Les normes de l’OMS stipulent que si la victime d’un accident de la route décède dans les 30 jours suivant le drame, elle est considérée comme victime de la route. Elle doit donc figurer dans les bilans. Les blessés évacués ne sont pas intégrés dans les bilans.

  • Comment évaluez-vous la campagne de sensibilisation contre les accidents de la route entamée depuis juillet ?

Nous sommes actuellement en train de réactiver notre travail de sensibilisation à travers les médias lourds. Et ces campagnes apportent des résultats. En 2024, juillet est le premier mois où les indicateurs de blessés et de décès sont en baisse, alors que la saison estivale est habituellement la plus accidentogène.

Une période où il y a une très forte mobilité, mais nous avons eu une baisse de gravité des accidents. Statistiquement, en juillet 2024, 2349 accidents ont été enregistrés, soit une évolution de 6% par rapport à la même période de 2023, alors qu’une baisse de 2,84% du nombre de blessés est notée et moins de 15% des décès. Nous avons en effet enregistré 398 décès en juillet, dont 334 en zone rurale.

A mon avis, il faut intensifier le travail de sensibilisation. Il s’agit de méthodes très pratiques et importantes qui donnent de bons résultats, sachant que l’Algérie enregistre quotidiennement depuis des années une moyenne de 10 victimes. Nous allons encore attendre la fin du mois d’août pour établir un bilan et évaluer notre campagne de sensibilisation.

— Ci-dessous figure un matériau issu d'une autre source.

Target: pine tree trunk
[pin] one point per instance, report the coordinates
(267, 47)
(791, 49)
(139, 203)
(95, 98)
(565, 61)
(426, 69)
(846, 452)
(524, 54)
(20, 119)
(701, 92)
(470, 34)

En France, par exemple, les campagnes de sensibilisation ont réussi à diminuer de moitié le nombre des accidents, avant que les autorités passent à de nouvelles démarches. Il est aussi primordial de procéder à une sensibilisation et vulgarisation précoces, dans les écoles, d’où nos efforts d’accompagner le ministère de l’Education dans l’introduction de la nouvelle matière de sécurité routière.

Une nouvelle campagne est prévue à cet effet à la rentrée scolaire et sociale. Des pistes d’éducation routière sont prêtes avec des guides. Nous allons participer à inculquer cette culture de sécurité routière.